BİRİNCİ İNÖNÜ MUHAREBESİ(6-11 Ocak 1921)
Özen TOPÇU
Giriş
Katılanlar ve verilen zayiatlar açısından bakıldığında küçük çapta bir çatışma sayılabilecek olan Birinci İnönü Muharebesi, sağladığı sonuçlar bakımından fevkalade önemlidir. Bizler için bir ölüm kalım niteliği taşır. En zayıf en çaresiz bir durumda kazandığımız bu zafer Ankara’yı rahatlatmış, Büyük Millet Meclisi derin bir nefes almıştır. Bu muharebede Türk ordusunun gücü; 417 subay, 8.500 er, 5.500 tüfek, 47 makineli tüfek ve 28 toptan ibaretti. Yunanlılar ise; 472 subay, 16.250 er, 12.500 tüfek, 270 hafif,120 ağır makineli tüfek ve 72 toptan oluşuyordu.[1]
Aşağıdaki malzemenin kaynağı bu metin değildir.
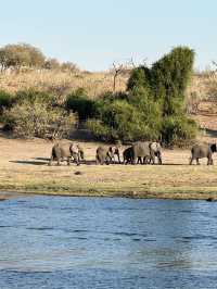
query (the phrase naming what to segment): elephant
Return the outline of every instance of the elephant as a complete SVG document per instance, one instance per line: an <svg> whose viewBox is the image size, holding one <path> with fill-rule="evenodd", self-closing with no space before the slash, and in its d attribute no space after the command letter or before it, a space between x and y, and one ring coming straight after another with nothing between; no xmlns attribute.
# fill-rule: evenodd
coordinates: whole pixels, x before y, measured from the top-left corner
<svg viewBox="0 0 217 289"><path fill-rule="evenodd" d="M191 148L191 156L190 156L190 165L194 160L196 160L196 164L200 165L199 159L207 158L207 165L214 164L213 153L217 152L216 143L207 143L207 144L194 144Z"/></svg>
<svg viewBox="0 0 217 289"><path fill-rule="evenodd" d="M84 151L79 144L75 143L66 143L60 144L56 143L53 146L51 151L51 159L49 165L52 164L53 161L58 161L58 165L61 165L61 161L66 159L67 165L71 164L71 159L74 159L77 165L80 164L80 159L84 160Z"/></svg>
<svg viewBox="0 0 217 289"><path fill-rule="evenodd" d="M158 164L162 164L162 147L159 142L150 141L137 141L132 144L132 164L136 164L137 160L143 159L143 164L155 164L155 156L158 160ZM142 161L140 161L142 163Z"/></svg>
<svg viewBox="0 0 217 289"><path fill-rule="evenodd" d="M123 152L123 162L124 164L131 164L132 160L133 160L133 151L132 151L132 147L129 147L127 149L124 150Z"/></svg>
<svg viewBox="0 0 217 289"><path fill-rule="evenodd" d="M115 155L117 155L117 161L120 164L122 162L120 162L119 148L118 148L118 146L111 146L108 148L108 151L111 152L111 154L114 154L114 156L112 159L113 163L115 163Z"/></svg>
<svg viewBox="0 0 217 289"><path fill-rule="evenodd" d="M158 160L158 164L162 164L162 146L159 142L153 141L150 143L150 152L155 159L155 156ZM150 161L153 161L153 158L150 159ZM153 162L154 164L154 162Z"/></svg>
<svg viewBox="0 0 217 289"><path fill-rule="evenodd" d="M97 164L110 164L114 159L113 150L106 147L98 147L97 154L95 154L95 163Z"/></svg>

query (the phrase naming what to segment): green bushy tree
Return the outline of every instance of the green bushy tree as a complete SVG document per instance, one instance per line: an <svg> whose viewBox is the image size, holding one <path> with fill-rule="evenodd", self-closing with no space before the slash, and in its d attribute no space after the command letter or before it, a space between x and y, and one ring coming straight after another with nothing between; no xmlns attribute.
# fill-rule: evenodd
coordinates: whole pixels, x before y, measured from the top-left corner
<svg viewBox="0 0 217 289"><path fill-rule="evenodd" d="M75 92L67 96L65 108L68 111L76 112L79 121L93 117L95 113L95 102L87 96L82 88L78 88Z"/></svg>

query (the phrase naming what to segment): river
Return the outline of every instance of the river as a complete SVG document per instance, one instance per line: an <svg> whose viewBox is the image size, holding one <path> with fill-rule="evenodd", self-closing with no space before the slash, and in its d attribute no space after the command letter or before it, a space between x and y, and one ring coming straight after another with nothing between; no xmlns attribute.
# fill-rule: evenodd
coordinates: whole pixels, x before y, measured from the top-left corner
<svg viewBox="0 0 217 289"><path fill-rule="evenodd" d="M216 288L217 202L0 202L0 288Z"/></svg>

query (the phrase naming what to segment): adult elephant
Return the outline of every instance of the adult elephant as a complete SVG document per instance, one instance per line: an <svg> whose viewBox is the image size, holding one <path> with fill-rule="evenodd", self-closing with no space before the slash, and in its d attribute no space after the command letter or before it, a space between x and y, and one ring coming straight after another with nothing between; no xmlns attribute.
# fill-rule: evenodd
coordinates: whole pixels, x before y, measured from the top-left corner
<svg viewBox="0 0 217 289"><path fill-rule="evenodd" d="M155 164L155 158L162 164L162 147L159 142L137 141L132 144L132 158L133 164L138 159L142 159L144 164Z"/></svg>
<svg viewBox="0 0 217 289"><path fill-rule="evenodd" d="M114 159L114 152L110 148L106 147L98 147L95 153L95 163L97 164L111 164Z"/></svg>
<svg viewBox="0 0 217 289"><path fill-rule="evenodd" d="M117 162L120 164L120 153L119 153L119 147L118 146L111 146L108 148L108 151L111 153L111 155L113 154L113 163L115 163L115 155L117 156Z"/></svg>
<svg viewBox="0 0 217 289"><path fill-rule="evenodd" d="M199 159L207 158L207 165L214 164L213 153L217 151L216 143L207 143L207 144L194 144L191 148L191 156L190 156L190 165L195 160L199 165Z"/></svg>
<svg viewBox="0 0 217 289"><path fill-rule="evenodd" d="M65 143L60 144L56 143L53 146L51 151L51 159L49 165L52 164L53 161L58 162L58 165L61 165L61 161L66 160L67 165L71 164L71 160L75 161L77 165L80 164L80 160L84 160L84 150L77 143Z"/></svg>
<svg viewBox="0 0 217 289"><path fill-rule="evenodd" d="M132 147L129 147L123 152L123 162L124 164L131 164L133 160L133 151Z"/></svg>

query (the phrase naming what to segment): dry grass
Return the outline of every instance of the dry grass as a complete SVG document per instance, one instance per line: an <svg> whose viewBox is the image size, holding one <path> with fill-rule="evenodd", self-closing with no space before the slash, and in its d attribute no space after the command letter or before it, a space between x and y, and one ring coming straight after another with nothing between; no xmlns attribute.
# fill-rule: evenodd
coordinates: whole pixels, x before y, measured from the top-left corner
<svg viewBox="0 0 217 289"><path fill-rule="evenodd" d="M127 76L119 75L117 90L125 90ZM85 88L94 98L113 89L113 75L110 73L78 73L39 71L21 74L0 74L0 89L16 92L26 88L48 90L64 96L77 88Z"/></svg>
<svg viewBox="0 0 217 289"><path fill-rule="evenodd" d="M190 166L189 151L165 150L164 165L94 165L99 143L84 142L87 164L48 166L51 142L0 138L0 189L64 196L217 198L217 165ZM217 160L216 164L217 164ZM79 172L79 174L75 174Z"/></svg>

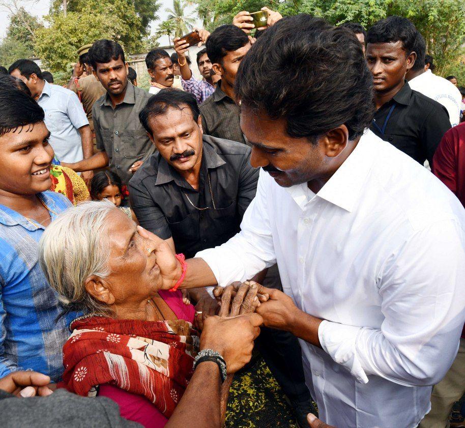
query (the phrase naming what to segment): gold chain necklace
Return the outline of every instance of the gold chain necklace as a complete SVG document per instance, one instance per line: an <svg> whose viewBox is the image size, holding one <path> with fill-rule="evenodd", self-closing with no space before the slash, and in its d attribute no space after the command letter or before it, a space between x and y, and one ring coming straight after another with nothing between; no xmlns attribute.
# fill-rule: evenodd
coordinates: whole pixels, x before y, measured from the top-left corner
<svg viewBox="0 0 465 428"><path fill-rule="evenodd" d="M210 189L210 196L212 196L212 202L213 203L213 209L216 209L216 206L215 205L215 199L213 199L213 192L212 191L212 183L210 181L210 173L207 173L207 176L208 177L208 186ZM198 210L199 211L203 211L205 210L208 210L210 209L210 207L206 207L205 208L199 208L198 207L196 207L193 203L192 201L190 200L190 198L187 196L187 193L185 192L183 192L184 194L184 196L187 198L187 200L189 201L189 204L192 205L196 210Z"/></svg>

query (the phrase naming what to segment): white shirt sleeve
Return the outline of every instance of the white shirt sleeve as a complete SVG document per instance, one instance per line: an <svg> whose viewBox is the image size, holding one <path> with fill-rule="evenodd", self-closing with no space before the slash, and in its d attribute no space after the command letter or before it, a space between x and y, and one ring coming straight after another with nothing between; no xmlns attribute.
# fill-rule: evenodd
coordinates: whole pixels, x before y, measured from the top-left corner
<svg viewBox="0 0 465 428"><path fill-rule="evenodd" d="M198 252L213 272L219 285L245 281L276 263L268 210L271 177L260 170L257 193L246 210L241 232L222 245Z"/></svg>
<svg viewBox="0 0 465 428"><path fill-rule="evenodd" d="M323 349L363 383L370 375L406 386L440 381L465 320L463 237L455 220L415 232L379 274L381 329L324 321L318 331Z"/></svg>

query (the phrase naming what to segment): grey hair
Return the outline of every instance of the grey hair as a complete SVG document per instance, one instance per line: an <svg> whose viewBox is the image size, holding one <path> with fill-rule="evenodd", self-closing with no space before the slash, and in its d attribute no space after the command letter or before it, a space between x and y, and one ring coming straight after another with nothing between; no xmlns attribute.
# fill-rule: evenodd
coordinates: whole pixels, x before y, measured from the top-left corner
<svg viewBox="0 0 465 428"><path fill-rule="evenodd" d="M91 275L111 273L105 231L108 215L118 209L106 201L83 202L59 215L39 243L39 261L66 312L109 315L111 311L89 295L84 287Z"/></svg>

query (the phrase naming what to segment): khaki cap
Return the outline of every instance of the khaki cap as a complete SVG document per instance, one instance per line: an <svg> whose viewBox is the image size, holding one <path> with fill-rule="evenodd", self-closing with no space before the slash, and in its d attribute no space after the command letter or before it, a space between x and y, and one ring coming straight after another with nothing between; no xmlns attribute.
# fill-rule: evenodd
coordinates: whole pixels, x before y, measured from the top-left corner
<svg viewBox="0 0 465 428"><path fill-rule="evenodd" d="M77 50L78 56L80 56L81 55L82 55L84 53L87 53L91 47L92 47L92 43L91 43L89 45L84 45L84 46L81 46Z"/></svg>

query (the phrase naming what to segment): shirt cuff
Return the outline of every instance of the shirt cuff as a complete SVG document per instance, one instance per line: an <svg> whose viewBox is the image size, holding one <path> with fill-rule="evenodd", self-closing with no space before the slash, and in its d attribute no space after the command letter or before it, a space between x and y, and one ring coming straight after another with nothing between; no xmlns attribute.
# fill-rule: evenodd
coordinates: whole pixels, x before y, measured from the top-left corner
<svg viewBox="0 0 465 428"><path fill-rule="evenodd" d="M323 350L338 364L345 367L360 383L368 378L357 355L356 344L361 327L324 320L318 328L318 337Z"/></svg>

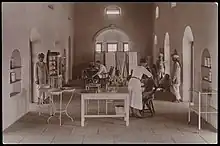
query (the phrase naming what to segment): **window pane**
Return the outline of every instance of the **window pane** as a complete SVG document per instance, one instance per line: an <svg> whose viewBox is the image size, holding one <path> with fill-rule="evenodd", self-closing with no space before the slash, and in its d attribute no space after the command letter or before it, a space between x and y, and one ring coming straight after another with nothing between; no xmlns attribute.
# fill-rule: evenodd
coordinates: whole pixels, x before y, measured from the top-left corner
<svg viewBox="0 0 220 146"><path fill-rule="evenodd" d="M107 10L106 14L108 14L108 15L119 15L120 10Z"/></svg>
<svg viewBox="0 0 220 146"><path fill-rule="evenodd" d="M96 51L101 52L102 51L102 44L96 44Z"/></svg>
<svg viewBox="0 0 220 146"><path fill-rule="evenodd" d="M127 44L127 43L124 44L124 51L129 51L129 49L128 49L128 44Z"/></svg>
<svg viewBox="0 0 220 146"><path fill-rule="evenodd" d="M108 44L108 51L109 52L117 51L117 44Z"/></svg>

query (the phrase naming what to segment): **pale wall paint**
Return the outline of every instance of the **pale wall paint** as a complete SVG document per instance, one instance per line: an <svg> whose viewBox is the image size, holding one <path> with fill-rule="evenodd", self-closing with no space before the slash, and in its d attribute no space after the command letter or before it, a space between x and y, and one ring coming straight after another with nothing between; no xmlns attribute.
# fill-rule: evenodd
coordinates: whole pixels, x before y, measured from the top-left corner
<svg viewBox="0 0 220 146"><path fill-rule="evenodd" d="M104 9L109 5L121 7L119 17L106 17ZM100 29L115 24L132 41L132 50L140 57L152 55L153 3L76 3L75 4L75 68L80 75L85 65L93 61L93 35Z"/></svg>
<svg viewBox="0 0 220 146"><path fill-rule="evenodd" d="M174 8L170 3L156 3L160 8L160 17L155 20L154 31L159 47L166 32L170 34L171 53L177 49L182 62L182 40L186 26L190 26L194 36L195 48L195 88L200 90L201 56L208 48L212 57L213 89L218 89L218 7L214 3L177 3ZM154 14L155 15L155 14ZM216 101L217 102L217 101ZM216 115L211 116L211 124L217 127Z"/></svg>
<svg viewBox="0 0 220 146"><path fill-rule="evenodd" d="M55 9L48 3L3 3L3 50L2 50L2 105L3 130L29 111L29 37L32 28L37 28L41 36L39 52L53 50L55 32L64 48L68 36L73 38L73 5L55 4ZM14 49L19 49L22 62L22 93L9 97L9 60Z"/></svg>

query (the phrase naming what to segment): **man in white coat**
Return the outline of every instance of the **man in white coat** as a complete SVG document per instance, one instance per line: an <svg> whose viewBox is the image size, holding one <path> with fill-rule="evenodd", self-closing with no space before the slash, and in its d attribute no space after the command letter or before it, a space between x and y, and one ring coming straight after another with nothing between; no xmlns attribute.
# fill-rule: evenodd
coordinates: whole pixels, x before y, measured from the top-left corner
<svg viewBox="0 0 220 146"><path fill-rule="evenodd" d="M180 96L180 84L181 84L181 67L180 62L178 60L179 56L177 54L173 54L172 60L173 60L173 72L171 74L172 77L172 86L171 86L171 92L175 95L176 100L174 102L179 103L181 100Z"/></svg>
<svg viewBox="0 0 220 146"><path fill-rule="evenodd" d="M146 64L146 60L141 59L140 66L133 68L131 79L128 82L131 112L136 117L142 117L140 114L140 110L143 109L141 78L144 74L152 77L152 74L145 68Z"/></svg>

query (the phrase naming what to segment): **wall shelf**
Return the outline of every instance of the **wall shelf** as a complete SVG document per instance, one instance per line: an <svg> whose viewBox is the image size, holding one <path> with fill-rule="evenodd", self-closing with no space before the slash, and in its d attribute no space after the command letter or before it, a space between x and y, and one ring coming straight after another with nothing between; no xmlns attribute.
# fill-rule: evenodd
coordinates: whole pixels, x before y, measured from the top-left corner
<svg viewBox="0 0 220 146"><path fill-rule="evenodd" d="M10 82L10 84L13 84L13 83L16 83L16 82L19 82L19 81L21 81L21 79L16 79L14 82Z"/></svg>
<svg viewBox="0 0 220 146"><path fill-rule="evenodd" d="M21 92L21 55L18 49L12 52L10 58L10 71L9 71L9 84L10 87L10 97L15 96ZM13 81L12 81L13 80Z"/></svg>
<svg viewBox="0 0 220 146"><path fill-rule="evenodd" d="M15 96L15 95L17 95L17 94L19 94L20 92L12 92L12 93L10 93L10 97L12 97L12 96Z"/></svg>
<svg viewBox="0 0 220 146"><path fill-rule="evenodd" d="M209 67L209 66L205 66L205 65L202 65L202 67L204 67L204 68L208 68L208 69L211 69L211 67Z"/></svg>

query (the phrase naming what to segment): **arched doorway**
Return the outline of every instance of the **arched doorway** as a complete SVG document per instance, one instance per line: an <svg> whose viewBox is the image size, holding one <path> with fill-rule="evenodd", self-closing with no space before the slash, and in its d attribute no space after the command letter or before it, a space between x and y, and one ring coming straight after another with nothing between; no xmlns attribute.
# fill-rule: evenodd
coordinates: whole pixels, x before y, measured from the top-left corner
<svg viewBox="0 0 220 146"><path fill-rule="evenodd" d="M154 46L153 46L153 62L156 63L157 60L157 35L154 35Z"/></svg>
<svg viewBox="0 0 220 146"><path fill-rule="evenodd" d="M164 38L164 60L165 63L165 73L170 74L170 36L167 32Z"/></svg>
<svg viewBox="0 0 220 146"><path fill-rule="evenodd" d="M30 48L30 102L38 102L37 98L37 86L35 84L35 71L34 67L36 62L38 61L38 53L40 53L41 46L41 36L39 34L39 31L36 28L32 28L30 31L30 38L29 38L29 48ZM46 53L45 59L46 59Z"/></svg>
<svg viewBox="0 0 220 146"><path fill-rule="evenodd" d="M190 89L193 88L193 76L194 76L194 45L193 45L193 33L190 26L187 26L184 31L183 35L183 101L191 100L191 93L189 92Z"/></svg>
<svg viewBox="0 0 220 146"><path fill-rule="evenodd" d="M116 67L124 74L126 53L131 50L131 42L128 35L115 25L99 30L93 37L94 60L100 60L107 70ZM127 70L127 68L126 68Z"/></svg>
Savaş sonunda iki tarafın zayiatları ise; Türkler; 4 subay, 117 er şehit, 5 subay, 29er esir, Yunanlılar; 8 subay, 49 er ölü, 9 subay, 143 er kayıp şeklindedir.Rakamlar üzerinden bakıldığında tablo budur. Ancak, bir savaşın önemi,katılanların, ölenlerin ve silahların sayısı ile değil; askerî, sosyal vesiyasal sonuçları ile değerlendirilir. Turgut Özakman bu konuda, Kadir Mısıroğlu’nun Millî Mücadele’yi küçük düşürücü, “Dokuz bin küsür şehide mal olan Türk-Yunan Harbi’nden, yılda birkaç bayram çıkaranlar…” şeklindeki sözlerine karşılık olarak şu değerlendirmeyi yapar:
“Millî Mücadele’nin önemini ölü sayısı ile açıklamaya çalışıyorlar. Hayretlik ve ibretlik bir yaklaşım. Bir mücadelenin önemi ile katılanların, ateş gücünün ve ölenlerin sayısının ne ilgisi var? İki yanın savaşçılarının toplamı 2.000 kişi olduğu Bedir Savaşı, tarihin en önemli savaşlarından biridir. Enver Paşa’nın yönettiği Sarıkamış Taarruzu ise, 100 bine yakın kayba mal olmuş ve hiçbir işe yaramamıştır.”[2]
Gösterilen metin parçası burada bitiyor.